The Supreme Court ruled Wednesday that the government may not indefinitely imprison illegal immigrants who could not be deported to their home countries.
/ Source: Reuters

The Supreme Court ruled Wednesday that the government may not indefinitely imprison immigrants who had been in the United States illegally for years and could not be deported to their home countries.

The court’s 7-to-2 ruling was a defeat for the Justice Department, which said the issue affected more than 2,000 detained immigrants who cannot be deported. Nearly half of them had arrived in the United States illegally from Cuba as part of the 1990 Mariel boatlift.

The court agreed to extend the reach of a ruling issued in 2001 that limited detention to a “reasonable period,” generally six months. That ruling concerned immigrants who entered the country legally, committed crimes that made them deportable and then were refused reentry by their home governments.

The latest decision involved immigrants in the same circumstances but who had entered the country illegally.

2,300 appear immediately affected
The Bureau of Immigration and Customs Enforcement of the Department of Homeland Security has reported that it has detained about 2,300 people who arrived at the border illegally and are awaiting deportation.

More than half, including 920 who tried to enter the United States illegally as part of the Mariel boatlift, have been imprisoned for more than six months while the government seeks to deport them.

Most of them had been in the country for a number of years, committed a crime, served their sentence and then were taken into custody by immigration authorities.

In the case of one of two plaintiffs, Daniel Benitez, who entered the United States illegally during the Mariel boatlift, his application to become a lawful permanent resident was denied after his conviction.

After serving a prison sentence for other crimes, Benitez was returned to immigration custody in 2001 while the United States sought to arrange his deportation to Cuba or another nation. In January 2002, Benitez sued and said he had been detained unlawfully.

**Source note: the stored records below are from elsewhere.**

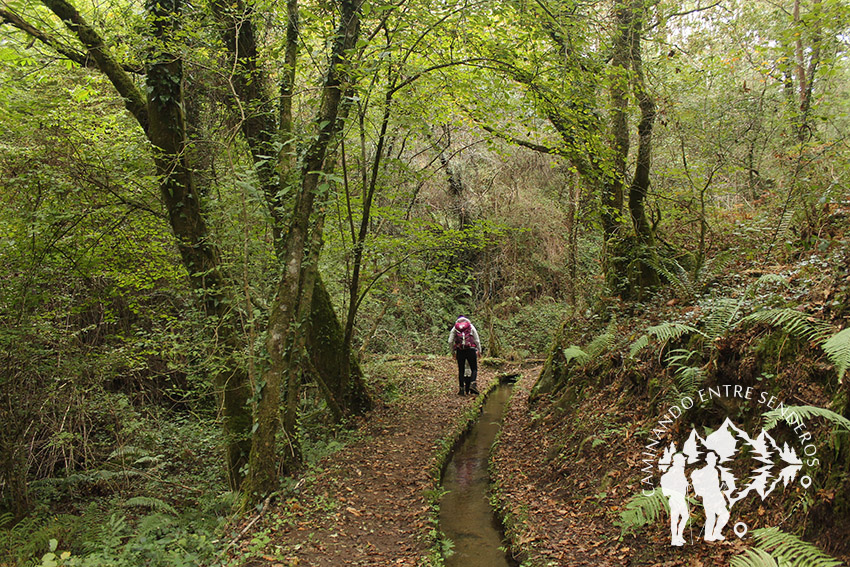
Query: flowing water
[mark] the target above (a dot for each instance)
(466, 516)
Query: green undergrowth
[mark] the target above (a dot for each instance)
(512, 522)
(779, 334)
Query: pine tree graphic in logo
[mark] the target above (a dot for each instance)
(712, 480)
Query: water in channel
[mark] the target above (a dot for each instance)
(466, 516)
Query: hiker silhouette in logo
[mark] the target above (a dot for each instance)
(674, 485)
(706, 481)
(466, 348)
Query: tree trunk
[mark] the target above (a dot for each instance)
(284, 312)
(162, 119)
(327, 351)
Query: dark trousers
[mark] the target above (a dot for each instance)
(463, 356)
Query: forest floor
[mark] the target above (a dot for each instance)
(564, 512)
(368, 504)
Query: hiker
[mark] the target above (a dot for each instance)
(466, 347)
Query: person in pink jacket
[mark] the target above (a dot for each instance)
(466, 347)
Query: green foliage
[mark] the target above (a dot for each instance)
(788, 550)
(642, 510)
(793, 322)
(837, 349)
(754, 558)
(663, 333)
(151, 503)
(722, 317)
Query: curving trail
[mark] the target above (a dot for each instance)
(366, 504)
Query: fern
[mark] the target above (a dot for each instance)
(663, 333)
(767, 279)
(722, 317)
(600, 344)
(794, 323)
(152, 503)
(773, 417)
(685, 286)
(575, 353)
(641, 510)
(754, 558)
(128, 451)
(789, 548)
(837, 349)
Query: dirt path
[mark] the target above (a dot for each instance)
(367, 504)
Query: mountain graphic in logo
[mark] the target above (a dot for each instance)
(728, 456)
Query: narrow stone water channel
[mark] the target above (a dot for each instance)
(466, 516)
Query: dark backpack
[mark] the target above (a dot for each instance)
(463, 335)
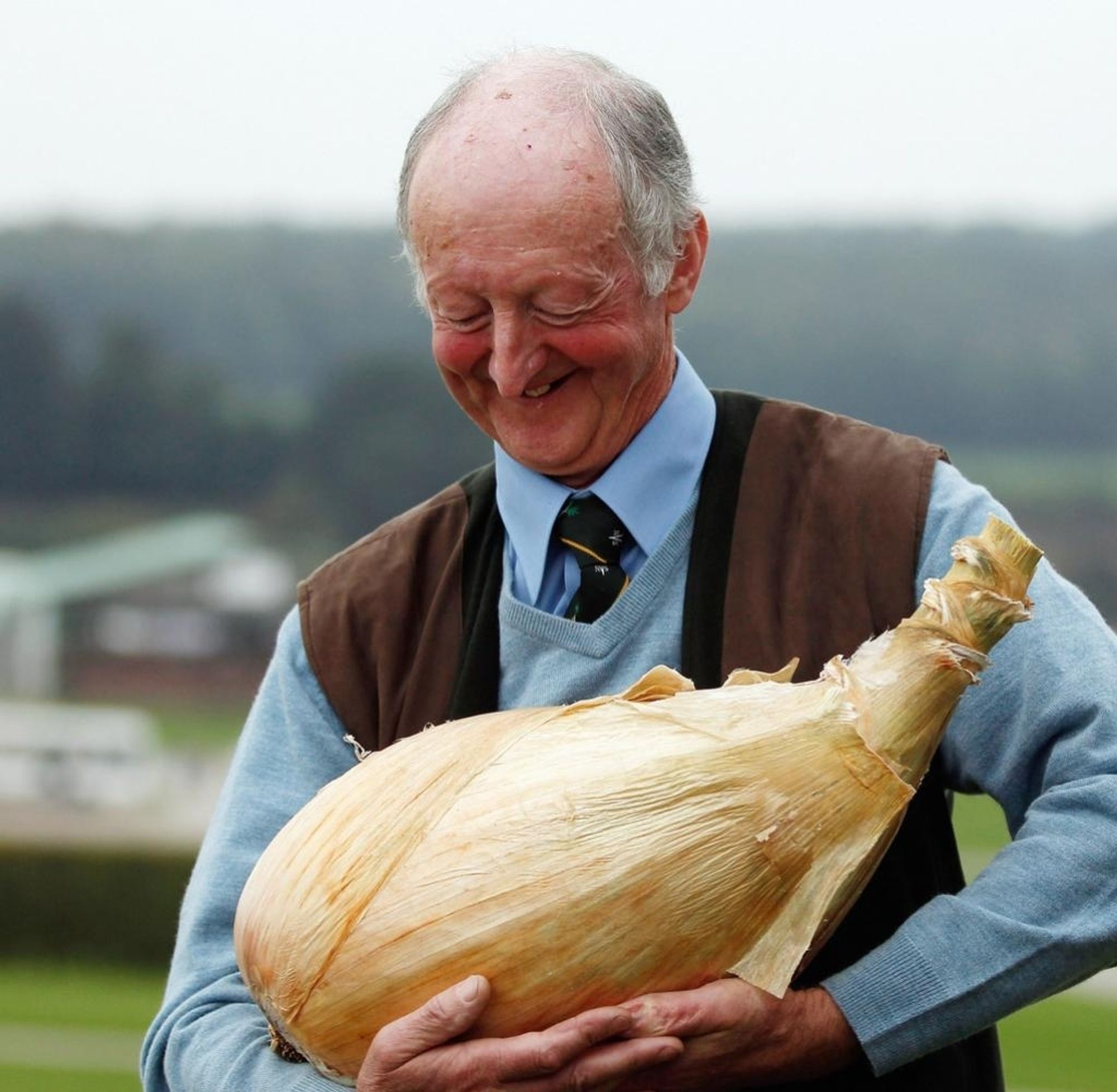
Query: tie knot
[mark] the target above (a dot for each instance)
(593, 530)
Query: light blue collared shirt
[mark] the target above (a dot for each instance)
(648, 486)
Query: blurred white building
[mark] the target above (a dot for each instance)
(188, 605)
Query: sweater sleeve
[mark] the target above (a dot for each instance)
(209, 1033)
(1039, 735)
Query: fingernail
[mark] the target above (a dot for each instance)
(469, 990)
(620, 1023)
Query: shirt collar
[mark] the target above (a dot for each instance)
(648, 485)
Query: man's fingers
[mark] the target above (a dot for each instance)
(693, 1012)
(542, 1053)
(446, 1017)
(607, 1067)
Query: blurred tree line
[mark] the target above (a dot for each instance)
(287, 372)
(376, 437)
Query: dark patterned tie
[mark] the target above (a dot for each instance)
(593, 531)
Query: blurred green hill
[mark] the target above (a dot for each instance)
(285, 371)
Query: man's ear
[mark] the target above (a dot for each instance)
(688, 270)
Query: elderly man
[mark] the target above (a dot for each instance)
(548, 209)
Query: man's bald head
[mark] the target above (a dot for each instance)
(637, 135)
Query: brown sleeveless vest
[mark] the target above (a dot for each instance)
(806, 543)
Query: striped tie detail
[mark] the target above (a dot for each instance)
(590, 528)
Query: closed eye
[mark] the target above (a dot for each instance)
(558, 318)
(467, 323)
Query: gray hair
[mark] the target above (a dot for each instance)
(642, 142)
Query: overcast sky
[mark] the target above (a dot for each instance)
(794, 109)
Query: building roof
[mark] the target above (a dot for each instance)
(121, 561)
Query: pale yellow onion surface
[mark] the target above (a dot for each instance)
(585, 855)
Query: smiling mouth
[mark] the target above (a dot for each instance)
(538, 392)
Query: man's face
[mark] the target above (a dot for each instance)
(541, 326)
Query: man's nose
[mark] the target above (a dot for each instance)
(513, 356)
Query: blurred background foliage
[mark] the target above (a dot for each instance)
(285, 372)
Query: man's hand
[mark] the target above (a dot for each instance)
(419, 1053)
(740, 1037)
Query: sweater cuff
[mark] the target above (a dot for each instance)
(890, 999)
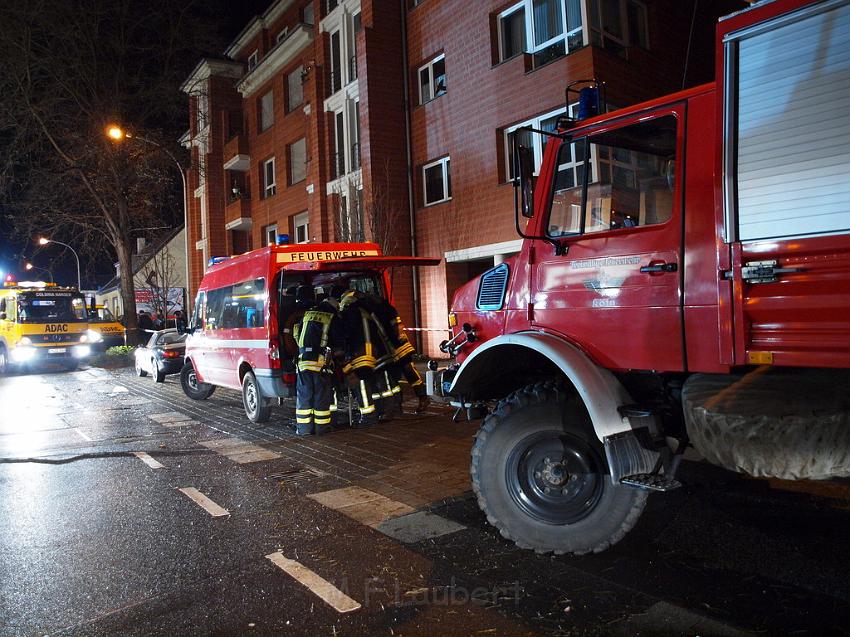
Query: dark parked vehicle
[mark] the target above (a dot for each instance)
(162, 355)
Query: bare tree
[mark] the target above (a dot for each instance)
(383, 217)
(161, 275)
(69, 70)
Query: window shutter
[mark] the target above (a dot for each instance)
(793, 162)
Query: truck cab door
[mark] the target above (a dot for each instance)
(617, 291)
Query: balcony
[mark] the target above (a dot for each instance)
(236, 153)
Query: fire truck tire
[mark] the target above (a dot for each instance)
(541, 477)
(158, 376)
(257, 408)
(192, 387)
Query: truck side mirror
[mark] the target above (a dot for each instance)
(524, 170)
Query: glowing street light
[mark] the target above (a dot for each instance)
(118, 134)
(43, 241)
(29, 266)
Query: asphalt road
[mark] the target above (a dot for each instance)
(127, 509)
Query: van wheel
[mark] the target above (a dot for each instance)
(192, 387)
(257, 408)
(541, 476)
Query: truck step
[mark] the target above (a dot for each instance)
(650, 482)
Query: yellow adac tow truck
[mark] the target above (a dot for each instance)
(109, 332)
(41, 322)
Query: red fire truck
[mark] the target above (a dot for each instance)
(240, 336)
(684, 280)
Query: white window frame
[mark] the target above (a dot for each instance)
(270, 232)
(530, 46)
(432, 94)
(499, 18)
(269, 189)
(444, 162)
(299, 221)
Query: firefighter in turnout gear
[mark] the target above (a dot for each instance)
(319, 338)
(360, 352)
(400, 349)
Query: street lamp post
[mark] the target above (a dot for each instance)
(118, 134)
(44, 241)
(30, 266)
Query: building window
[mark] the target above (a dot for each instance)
(270, 234)
(432, 79)
(336, 61)
(301, 225)
(547, 29)
(618, 24)
(437, 181)
(307, 15)
(268, 178)
(294, 89)
(297, 161)
(266, 108)
(355, 142)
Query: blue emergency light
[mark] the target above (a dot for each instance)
(588, 102)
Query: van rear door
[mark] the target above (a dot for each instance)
(787, 187)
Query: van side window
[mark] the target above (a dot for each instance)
(237, 306)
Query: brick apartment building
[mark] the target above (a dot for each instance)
(387, 120)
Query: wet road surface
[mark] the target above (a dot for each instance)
(126, 508)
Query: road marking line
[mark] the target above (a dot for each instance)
(204, 502)
(169, 416)
(319, 586)
(239, 450)
(153, 464)
(367, 507)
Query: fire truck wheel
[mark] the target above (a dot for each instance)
(158, 376)
(192, 387)
(257, 408)
(541, 476)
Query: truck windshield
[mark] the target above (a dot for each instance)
(101, 315)
(632, 173)
(52, 307)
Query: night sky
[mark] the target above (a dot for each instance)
(235, 16)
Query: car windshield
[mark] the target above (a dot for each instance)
(170, 338)
(51, 307)
(101, 315)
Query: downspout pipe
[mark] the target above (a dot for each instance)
(417, 310)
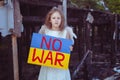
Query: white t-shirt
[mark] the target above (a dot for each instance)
(6, 19)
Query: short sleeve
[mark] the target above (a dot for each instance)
(42, 29)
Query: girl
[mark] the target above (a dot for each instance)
(54, 26)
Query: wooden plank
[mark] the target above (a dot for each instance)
(41, 2)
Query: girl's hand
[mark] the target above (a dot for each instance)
(71, 48)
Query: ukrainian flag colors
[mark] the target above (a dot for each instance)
(49, 51)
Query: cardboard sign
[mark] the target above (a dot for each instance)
(49, 51)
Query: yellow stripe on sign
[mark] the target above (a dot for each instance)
(48, 58)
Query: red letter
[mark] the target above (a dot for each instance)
(59, 60)
(37, 57)
(44, 41)
(49, 57)
(53, 45)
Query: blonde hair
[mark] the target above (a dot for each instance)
(47, 20)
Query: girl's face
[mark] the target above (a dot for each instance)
(55, 20)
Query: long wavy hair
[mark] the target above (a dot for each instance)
(47, 20)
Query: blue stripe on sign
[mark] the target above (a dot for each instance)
(51, 43)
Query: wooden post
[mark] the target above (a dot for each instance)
(65, 11)
(15, 57)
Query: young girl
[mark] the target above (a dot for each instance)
(54, 26)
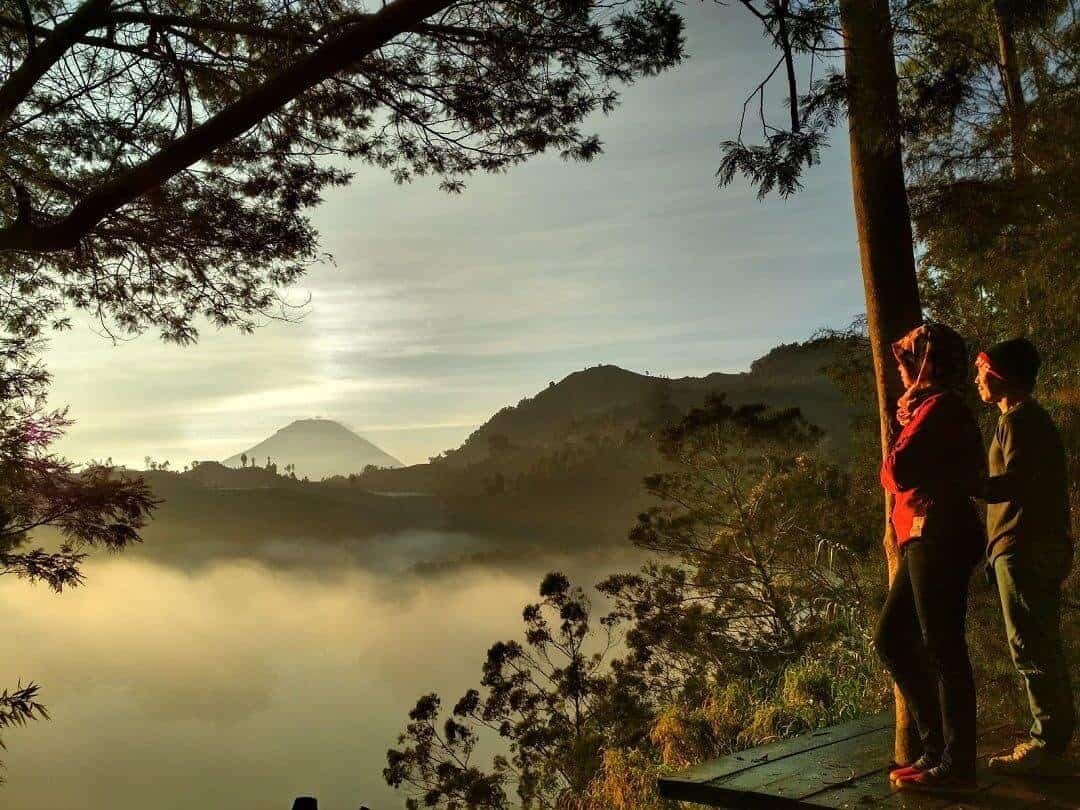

The other case before the court involved another Mariel immigrant, Sergio Suarez Martinez. He was convicted of various crimes, released from prison and then taken into custody by immigration officials while awaiting deportation.

In the court’s majority opinion, Justice Antonin Scalia rejected concerns by the government that the security of the U.S. borders would be compromised if the immigrants must be released. If need be, Congress can act, he said.

Scalia said that after the 2001 ruling, Congress adopted a law authorizing continued detention of certain immigrants, including those who presented national security threats or had been involved in terrorist activities.

Chief Justice William Rehnquist and Justice Clarence Thomas dissented.